I'm running the example from slide 15:
qr{
<data>
<rule: data> <[text]>+
<rule: text> .+
}xm;
When running against a multi-line text:
line_1
line_2
I get:
'text' => [ 'line-1',
'
line-2' ]
and so far I've not succeeded getting rid of the '\n' in front of the second line captured.
Running Regexp::Grammers 1.048 on top of Strawberry perl 5.26.1.
update / clarification Having (pre-maturely - sorry!) raised a bug against the module, Damian clarified as follows (reply slightly adapted to match above example):
A rule with whitespace within it matches any whitespace (including newlines) in the input at that point. So a rule like:
<rule: text> .+
is really equivalent to:
<rule: text><.ws>.+
meaning: match-but-don't-capture any leading whitespace, then match any-characters-except-newline.

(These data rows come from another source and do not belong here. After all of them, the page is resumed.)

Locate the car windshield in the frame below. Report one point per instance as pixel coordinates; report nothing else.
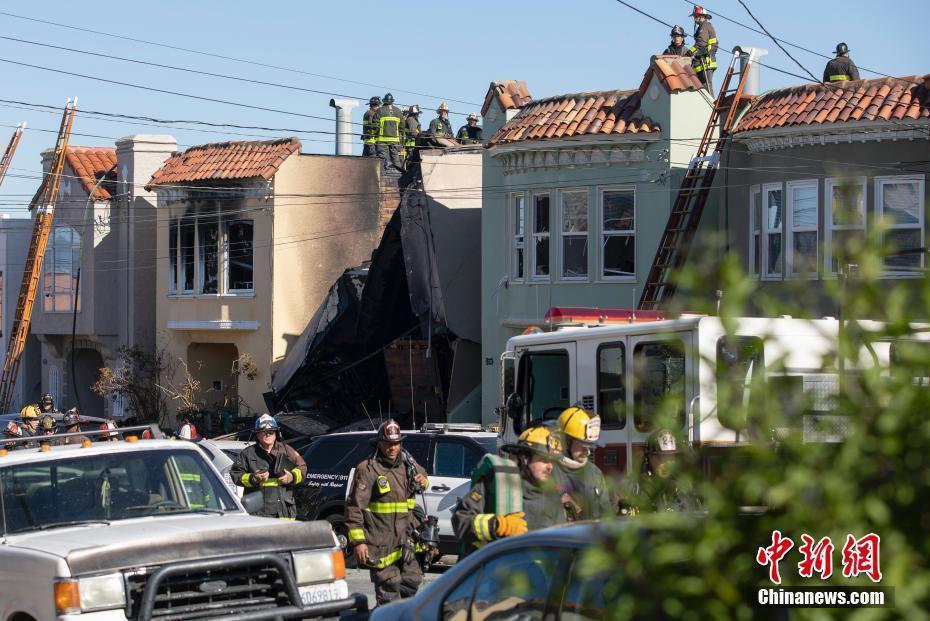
(103, 488)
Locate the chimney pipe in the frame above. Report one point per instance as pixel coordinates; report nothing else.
(344, 132)
(752, 86)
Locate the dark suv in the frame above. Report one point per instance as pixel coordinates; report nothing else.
(449, 452)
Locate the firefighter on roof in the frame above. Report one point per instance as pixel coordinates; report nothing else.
(509, 498)
(841, 68)
(369, 133)
(583, 485)
(379, 512)
(704, 50)
(677, 47)
(272, 467)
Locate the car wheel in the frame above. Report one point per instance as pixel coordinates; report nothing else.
(338, 522)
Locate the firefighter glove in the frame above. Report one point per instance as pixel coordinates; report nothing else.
(511, 524)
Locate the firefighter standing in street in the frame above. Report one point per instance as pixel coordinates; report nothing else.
(379, 512)
(272, 467)
(585, 495)
(369, 132)
(704, 50)
(470, 133)
(388, 122)
(475, 522)
(411, 131)
(440, 126)
(677, 47)
(841, 68)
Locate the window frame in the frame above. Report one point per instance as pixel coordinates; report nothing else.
(513, 245)
(560, 250)
(921, 218)
(755, 230)
(534, 235)
(766, 272)
(602, 234)
(829, 228)
(788, 244)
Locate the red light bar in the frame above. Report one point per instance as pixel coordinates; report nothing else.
(582, 315)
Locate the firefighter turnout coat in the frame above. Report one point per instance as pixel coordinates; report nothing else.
(279, 498)
(380, 505)
(475, 522)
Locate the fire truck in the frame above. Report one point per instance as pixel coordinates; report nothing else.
(627, 365)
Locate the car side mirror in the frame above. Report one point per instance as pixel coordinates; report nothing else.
(253, 502)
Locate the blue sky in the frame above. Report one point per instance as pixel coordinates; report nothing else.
(424, 52)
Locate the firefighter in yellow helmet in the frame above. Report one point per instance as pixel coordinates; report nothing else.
(476, 520)
(582, 484)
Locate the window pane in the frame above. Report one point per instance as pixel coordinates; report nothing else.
(541, 214)
(518, 215)
(187, 253)
(618, 210)
(208, 230)
(619, 255)
(574, 256)
(450, 460)
(774, 258)
(847, 206)
(658, 382)
(899, 202)
(239, 270)
(611, 385)
(548, 381)
(804, 209)
(898, 241)
(805, 252)
(574, 212)
(773, 209)
(542, 256)
(516, 585)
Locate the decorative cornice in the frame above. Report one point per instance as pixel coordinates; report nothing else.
(816, 135)
(586, 156)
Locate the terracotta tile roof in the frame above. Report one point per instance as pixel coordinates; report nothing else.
(510, 95)
(89, 164)
(674, 73)
(888, 99)
(603, 113)
(226, 160)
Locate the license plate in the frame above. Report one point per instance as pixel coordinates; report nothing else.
(319, 593)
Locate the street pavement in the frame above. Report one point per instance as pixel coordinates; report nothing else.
(359, 580)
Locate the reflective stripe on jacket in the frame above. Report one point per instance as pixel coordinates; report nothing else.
(704, 49)
(379, 508)
(279, 499)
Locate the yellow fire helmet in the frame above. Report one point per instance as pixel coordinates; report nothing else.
(537, 440)
(577, 424)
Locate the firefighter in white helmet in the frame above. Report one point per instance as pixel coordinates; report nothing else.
(583, 485)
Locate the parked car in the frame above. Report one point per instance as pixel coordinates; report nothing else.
(142, 529)
(448, 452)
(532, 576)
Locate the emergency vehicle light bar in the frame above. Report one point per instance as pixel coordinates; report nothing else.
(578, 315)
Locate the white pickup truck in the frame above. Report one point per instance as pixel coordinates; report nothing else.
(147, 529)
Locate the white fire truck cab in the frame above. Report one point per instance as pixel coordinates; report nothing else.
(624, 364)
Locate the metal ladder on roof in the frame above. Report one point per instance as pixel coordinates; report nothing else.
(685, 216)
(44, 204)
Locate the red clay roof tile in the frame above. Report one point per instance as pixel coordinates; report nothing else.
(810, 104)
(89, 164)
(226, 160)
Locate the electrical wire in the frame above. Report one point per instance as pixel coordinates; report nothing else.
(229, 58)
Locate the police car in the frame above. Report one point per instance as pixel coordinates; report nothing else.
(448, 452)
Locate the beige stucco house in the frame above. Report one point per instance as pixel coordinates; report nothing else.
(250, 236)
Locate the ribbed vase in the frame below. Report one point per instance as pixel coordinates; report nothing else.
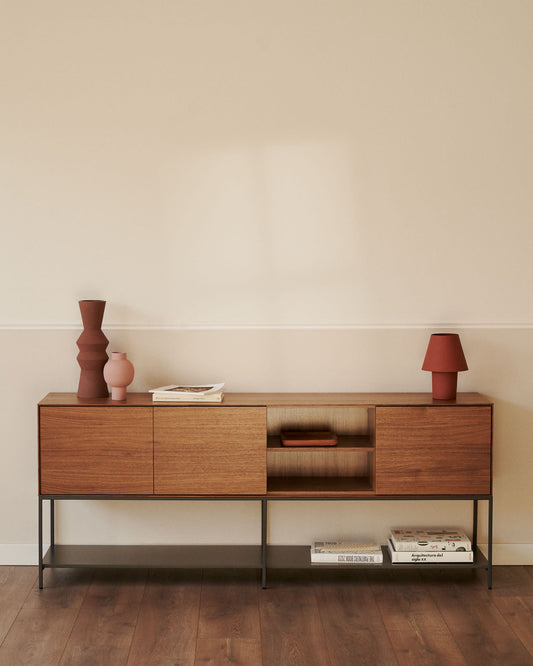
(92, 344)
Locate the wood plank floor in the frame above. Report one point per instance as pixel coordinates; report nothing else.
(322, 618)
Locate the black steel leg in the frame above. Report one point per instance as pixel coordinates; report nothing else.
(489, 553)
(52, 525)
(474, 527)
(40, 540)
(264, 518)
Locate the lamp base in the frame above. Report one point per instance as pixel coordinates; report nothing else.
(444, 385)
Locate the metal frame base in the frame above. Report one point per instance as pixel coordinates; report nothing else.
(52, 562)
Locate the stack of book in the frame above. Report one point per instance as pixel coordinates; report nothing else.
(429, 545)
(339, 552)
(180, 393)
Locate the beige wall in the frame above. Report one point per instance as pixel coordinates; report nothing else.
(283, 196)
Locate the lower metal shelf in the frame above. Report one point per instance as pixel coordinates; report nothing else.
(218, 557)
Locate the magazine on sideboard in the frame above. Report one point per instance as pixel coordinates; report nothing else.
(188, 393)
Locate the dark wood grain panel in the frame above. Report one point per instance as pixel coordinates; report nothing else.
(210, 451)
(433, 450)
(96, 451)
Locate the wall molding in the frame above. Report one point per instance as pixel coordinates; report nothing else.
(37, 326)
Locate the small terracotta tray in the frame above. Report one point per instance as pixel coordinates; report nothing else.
(308, 438)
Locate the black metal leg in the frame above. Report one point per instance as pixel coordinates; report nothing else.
(52, 525)
(264, 518)
(474, 526)
(489, 553)
(40, 541)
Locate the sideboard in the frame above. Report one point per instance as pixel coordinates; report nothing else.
(390, 446)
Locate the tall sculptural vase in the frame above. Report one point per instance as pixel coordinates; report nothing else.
(92, 357)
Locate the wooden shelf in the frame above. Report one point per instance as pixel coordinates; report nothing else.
(345, 442)
(318, 486)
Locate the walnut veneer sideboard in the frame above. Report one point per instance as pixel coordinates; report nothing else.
(390, 446)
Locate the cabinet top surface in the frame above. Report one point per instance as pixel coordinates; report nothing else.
(275, 400)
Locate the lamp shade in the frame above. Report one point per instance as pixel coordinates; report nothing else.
(444, 354)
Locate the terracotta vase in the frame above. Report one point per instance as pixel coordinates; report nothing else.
(118, 373)
(92, 357)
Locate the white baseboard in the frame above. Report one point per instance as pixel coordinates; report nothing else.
(20, 554)
(510, 553)
(25, 554)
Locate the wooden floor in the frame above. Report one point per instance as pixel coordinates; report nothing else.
(309, 618)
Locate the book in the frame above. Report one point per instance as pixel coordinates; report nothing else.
(181, 393)
(421, 556)
(338, 552)
(430, 539)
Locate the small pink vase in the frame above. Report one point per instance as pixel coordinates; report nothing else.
(118, 373)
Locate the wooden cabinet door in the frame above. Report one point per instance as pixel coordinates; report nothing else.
(96, 451)
(433, 450)
(209, 450)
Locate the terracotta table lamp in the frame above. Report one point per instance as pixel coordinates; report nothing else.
(444, 358)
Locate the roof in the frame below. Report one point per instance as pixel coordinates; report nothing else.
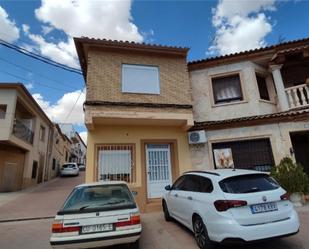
(286, 116)
(224, 173)
(198, 64)
(101, 183)
(81, 44)
(22, 89)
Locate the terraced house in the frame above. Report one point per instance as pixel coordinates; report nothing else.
(253, 107)
(138, 109)
(250, 110)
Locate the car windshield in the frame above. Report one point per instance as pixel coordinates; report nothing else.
(248, 184)
(99, 198)
(68, 165)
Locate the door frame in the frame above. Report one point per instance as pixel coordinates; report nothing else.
(174, 162)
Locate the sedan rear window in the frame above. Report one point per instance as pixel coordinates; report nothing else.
(99, 198)
(248, 184)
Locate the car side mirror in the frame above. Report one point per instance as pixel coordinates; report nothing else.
(168, 188)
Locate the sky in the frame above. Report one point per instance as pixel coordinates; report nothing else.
(208, 28)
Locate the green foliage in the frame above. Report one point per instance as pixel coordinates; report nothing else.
(291, 176)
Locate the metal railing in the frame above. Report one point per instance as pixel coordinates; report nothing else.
(22, 131)
(298, 96)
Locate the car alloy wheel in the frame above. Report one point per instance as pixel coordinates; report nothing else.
(200, 234)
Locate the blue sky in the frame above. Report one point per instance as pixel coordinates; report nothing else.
(208, 28)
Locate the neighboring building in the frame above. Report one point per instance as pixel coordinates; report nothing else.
(78, 147)
(60, 152)
(25, 132)
(253, 107)
(138, 109)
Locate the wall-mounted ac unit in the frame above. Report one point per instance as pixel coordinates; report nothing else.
(197, 137)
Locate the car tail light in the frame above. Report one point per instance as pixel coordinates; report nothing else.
(58, 227)
(284, 197)
(223, 205)
(134, 220)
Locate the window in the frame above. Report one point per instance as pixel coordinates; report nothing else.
(116, 162)
(2, 111)
(248, 184)
(227, 89)
(140, 79)
(42, 133)
(262, 85)
(34, 169)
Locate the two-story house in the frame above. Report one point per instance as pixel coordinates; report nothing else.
(138, 109)
(24, 139)
(253, 107)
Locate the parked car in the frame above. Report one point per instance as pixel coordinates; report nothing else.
(81, 166)
(97, 215)
(230, 205)
(69, 169)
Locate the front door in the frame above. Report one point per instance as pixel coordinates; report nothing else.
(158, 168)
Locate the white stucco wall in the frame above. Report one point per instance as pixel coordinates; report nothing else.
(279, 135)
(203, 104)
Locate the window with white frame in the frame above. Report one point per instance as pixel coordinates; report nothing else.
(140, 79)
(116, 162)
(227, 89)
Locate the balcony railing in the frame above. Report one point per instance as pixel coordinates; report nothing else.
(298, 96)
(23, 132)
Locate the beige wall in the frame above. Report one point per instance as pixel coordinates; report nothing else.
(278, 133)
(7, 97)
(203, 104)
(104, 77)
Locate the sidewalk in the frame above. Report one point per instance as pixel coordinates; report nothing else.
(41, 201)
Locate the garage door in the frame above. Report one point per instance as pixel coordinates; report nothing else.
(248, 154)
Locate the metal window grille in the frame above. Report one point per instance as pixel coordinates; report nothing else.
(116, 162)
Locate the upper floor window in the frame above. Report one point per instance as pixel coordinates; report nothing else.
(262, 85)
(42, 133)
(2, 111)
(227, 89)
(140, 79)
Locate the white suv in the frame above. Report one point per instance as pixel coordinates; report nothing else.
(230, 206)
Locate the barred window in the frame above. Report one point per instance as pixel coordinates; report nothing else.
(116, 162)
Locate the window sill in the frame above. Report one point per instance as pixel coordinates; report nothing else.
(230, 103)
(267, 101)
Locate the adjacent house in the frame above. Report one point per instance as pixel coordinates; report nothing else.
(253, 107)
(25, 131)
(138, 109)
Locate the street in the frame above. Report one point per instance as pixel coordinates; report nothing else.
(35, 209)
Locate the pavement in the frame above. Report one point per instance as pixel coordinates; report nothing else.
(45, 200)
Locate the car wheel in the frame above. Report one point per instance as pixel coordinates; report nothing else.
(135, 245)
(167, 216)
(201, 235)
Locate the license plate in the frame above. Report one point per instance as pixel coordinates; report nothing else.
(97, 228)
(264, 207)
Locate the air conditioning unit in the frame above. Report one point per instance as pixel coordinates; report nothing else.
(197, 137)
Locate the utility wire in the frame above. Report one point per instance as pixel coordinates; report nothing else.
(35, 73)
(39, 57)
(24, 79)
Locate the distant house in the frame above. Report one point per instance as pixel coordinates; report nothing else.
(78, 146)
(32, 148)
(25, 133)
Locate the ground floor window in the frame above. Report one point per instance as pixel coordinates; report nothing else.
(116, 162)
(247, 154)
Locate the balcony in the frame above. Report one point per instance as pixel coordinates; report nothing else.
(298, 96)
(22, 131)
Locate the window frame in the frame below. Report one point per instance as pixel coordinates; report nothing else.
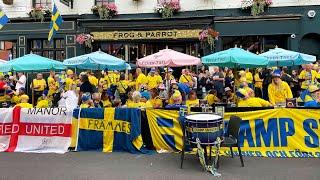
(103, 1)
(53, 49)
(34, 3)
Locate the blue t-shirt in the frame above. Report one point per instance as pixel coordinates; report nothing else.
(146, 95)
(183, 88)
(312, 104)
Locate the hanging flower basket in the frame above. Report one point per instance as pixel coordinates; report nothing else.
(167, 8)
(85, 39)
(256, 7)
(7, 2)
(39, 13)
(208, 37)
(105, 11)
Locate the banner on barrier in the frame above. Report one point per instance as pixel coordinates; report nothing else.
(165, 129)
(109, 130)
(35, 130)
(267, 133)
(279, 133)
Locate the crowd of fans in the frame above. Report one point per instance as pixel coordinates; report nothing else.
(160, 89)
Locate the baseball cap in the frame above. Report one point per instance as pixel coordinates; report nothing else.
(276, 73)
(313, 88)
(69, 72)
(241, 93)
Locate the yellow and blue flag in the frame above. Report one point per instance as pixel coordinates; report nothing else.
(165, 129)
(3, 19)
(109, 130)
(56, 22)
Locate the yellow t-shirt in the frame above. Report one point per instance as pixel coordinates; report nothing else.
(249, 77)
(141, 80)
(185, 78)
(192, 103)
(122, 86)
(41, 83)
(43, 104)
(153, 81)
(69, 83)
(279, 94)
(136, 105)
(25, 105)
(258, 81)
(154, 103)
(85, 105)
(15, 99)
(53, 86)
(305, 75)
(211, 98)
(93, 80)
(107, 103)
(254, 102)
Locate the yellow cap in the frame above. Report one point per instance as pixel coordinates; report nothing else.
(176, 94)
(24, 97)
(313, 88)
(69, 72)
(241, 72)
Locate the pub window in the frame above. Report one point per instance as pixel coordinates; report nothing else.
(101, 2)
(8, 50)
(54, 50)
(42, 3)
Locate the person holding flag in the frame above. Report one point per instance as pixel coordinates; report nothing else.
(3, 19)
(56, 22)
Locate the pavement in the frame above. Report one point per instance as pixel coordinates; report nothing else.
(97, 165)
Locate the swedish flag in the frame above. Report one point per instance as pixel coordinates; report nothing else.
(3, 19)
(109, 130)
(165, 129)
(56, 22)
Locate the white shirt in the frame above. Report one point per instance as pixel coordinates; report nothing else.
(23, 81)
(69, 100)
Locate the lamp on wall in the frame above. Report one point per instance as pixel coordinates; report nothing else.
(311, 13)
(7, 2)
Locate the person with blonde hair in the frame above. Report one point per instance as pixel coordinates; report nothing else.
(155, 101)
(24, 102)
(136, 103)
(96, 97)
(307, 76)
(258, 83)
(278, 90)
(69, 80)
(141, 79)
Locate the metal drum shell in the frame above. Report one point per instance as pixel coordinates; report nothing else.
(207, 130)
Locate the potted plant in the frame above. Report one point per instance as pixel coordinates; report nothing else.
(7, 2)
(39, 13)
(208, 36)
(105, 11)
(256, 7)
(86, 39)
(167, 8)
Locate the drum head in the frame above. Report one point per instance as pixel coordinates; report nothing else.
(203, 117)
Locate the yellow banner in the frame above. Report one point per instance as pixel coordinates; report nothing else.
(267, 133)
(156, 34)
(279, 133)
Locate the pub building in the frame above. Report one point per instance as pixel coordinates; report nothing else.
(133, 36)
(137, 35)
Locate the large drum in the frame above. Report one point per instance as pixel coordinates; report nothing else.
(205, 126)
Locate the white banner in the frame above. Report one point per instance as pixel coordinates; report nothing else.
(35, 130)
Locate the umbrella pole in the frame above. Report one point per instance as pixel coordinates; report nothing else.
(32, 95)
(234, 84)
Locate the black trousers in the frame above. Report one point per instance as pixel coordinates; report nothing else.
(36, 96)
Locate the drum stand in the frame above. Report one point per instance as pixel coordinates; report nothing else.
(203, 157)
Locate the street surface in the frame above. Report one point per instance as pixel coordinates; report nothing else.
(97, 165)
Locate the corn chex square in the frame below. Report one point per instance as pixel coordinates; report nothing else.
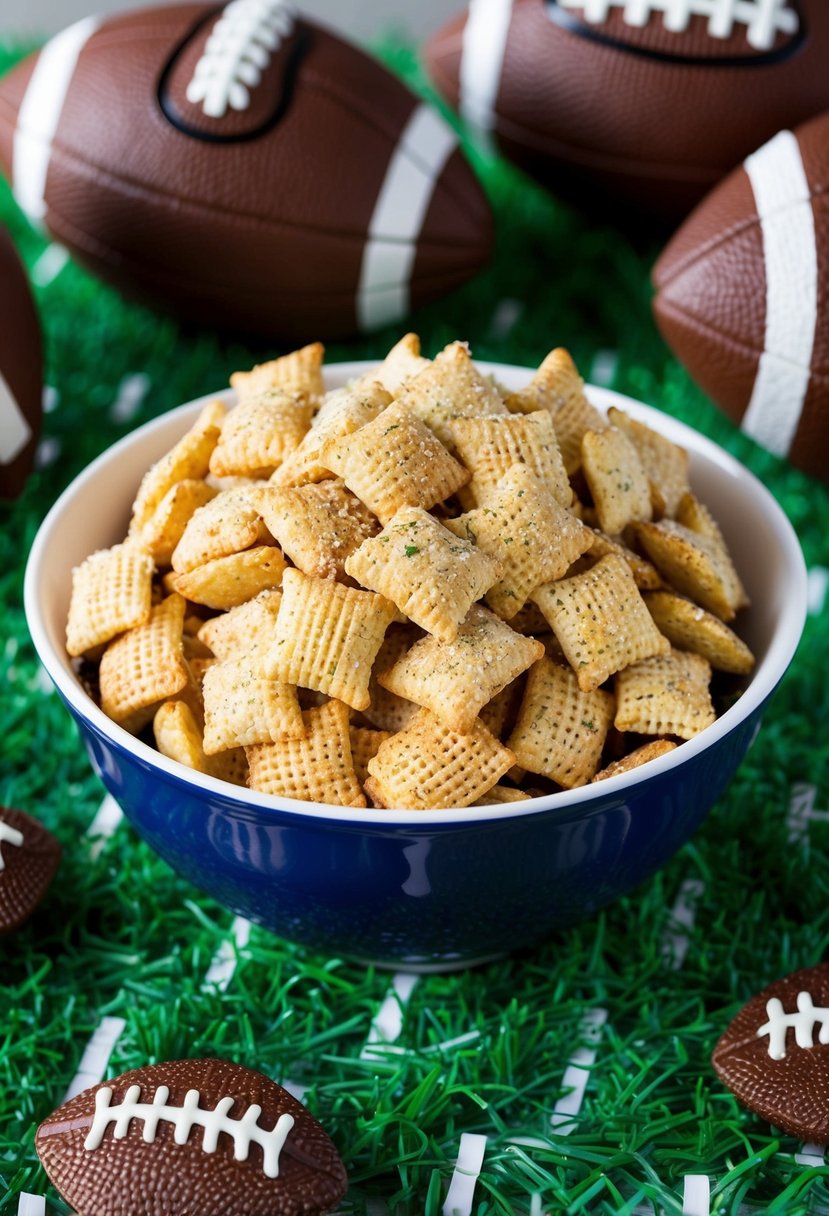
(429, 766)
(259, 433)
(601, 620)
(317, 767)
(665, 694)
(111, 592)
(432, 575)
(560, 727)
(327, 636)
(455, 680)
(145, 666)
(395, 461)
(317, 525)
(528, 532)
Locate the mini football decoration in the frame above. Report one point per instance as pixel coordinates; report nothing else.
(774, 1056)
(29, 855)
(646, 101)
(190, 1136)
(21, 372)
(242, 167)
(743, 296)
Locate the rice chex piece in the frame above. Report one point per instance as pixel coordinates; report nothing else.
(691, 628)
(327, 636)
(395, 461)
(259, 433)
(246, 629)
(432, 575)
(317, 767)
(187, 460)
(560, 727)
(616, 479)
(529, 533)
(145, 666)
(299, 371)
(242, 705)
(636, 759)
(490, 446)
(455, 680)
(451, 387)
(601, 620)
(317, 525)
(429, 766)
(227, 581)
(111, 592)
(665, 694)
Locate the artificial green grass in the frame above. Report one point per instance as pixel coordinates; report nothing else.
(483, 1051)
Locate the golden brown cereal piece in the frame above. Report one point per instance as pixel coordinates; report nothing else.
(455, 680)
(246, 629)
(691, 628)
(300, 371)
(242, 707)
(145, 666)
(665, 462)
(693, 564)
(635, 759)
(428, 766)
(259, 433)
(227, 581)
(432, 575)
(365, 743)
(340, 414)
(317, 767)
(227, 524)
(528, 532)
(560, 727)
(490, 446)
(665, 694)
(189, 460)
(327, 636)
(601, 620)
(451, 387)
(111, 592)
(395, 461)
(317, 525)
(165, 527)
(616, 479)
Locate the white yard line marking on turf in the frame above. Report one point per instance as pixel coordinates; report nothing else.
(577, 1073)
(464, 1176)
(96, 1056)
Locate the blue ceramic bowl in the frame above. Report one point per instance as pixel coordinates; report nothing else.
(421, 890)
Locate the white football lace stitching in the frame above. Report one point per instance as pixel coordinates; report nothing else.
(243, 1131)
(763, 18)
(237, 52)
(9, 836)
(802, 1022)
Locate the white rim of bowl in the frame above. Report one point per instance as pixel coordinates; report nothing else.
(762, 684)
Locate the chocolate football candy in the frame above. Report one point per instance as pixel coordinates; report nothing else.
(21, 372)
(185, 1137)
(774, 1054)
(743, 296)
(639, 101)
(29, 855)
(242, 167)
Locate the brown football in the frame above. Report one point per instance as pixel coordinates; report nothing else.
(642, 102)
(774, 1054)
(21, 372)
(203, 1136)
(29, 855)
(243, 168)
(743, 296)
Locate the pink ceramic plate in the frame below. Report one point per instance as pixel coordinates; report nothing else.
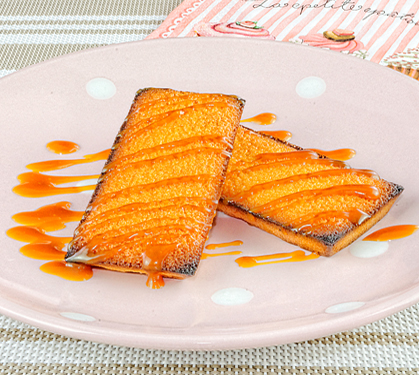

If you want whitespace inside the rule to be ignored (as you seem to want here), then you need to declare the rule as a token instead. Tokens don't have the magical "whitespace-matches-whitespace" behaviour of rules. Hence you would write:
<token: line> .+
in which case you will also need to explicitly consume the newlines separating each line, with something like:
<rule: data> <[line]>+ % \n
This works:
qr{
<data>
<rule: data> <[text]>+ % [\r\n]+
<rule: text> .+
}xm;
The lines of data are meant to be separated by EOL character(s) which the
[\r\n]+
specifies. Note: some Windows files end each line with both a new line \n
and a line feed \r
character hence the [\r\n]+
pattern. You can read more about this by doing a perldoc Regexp::Grammars
and searching for separator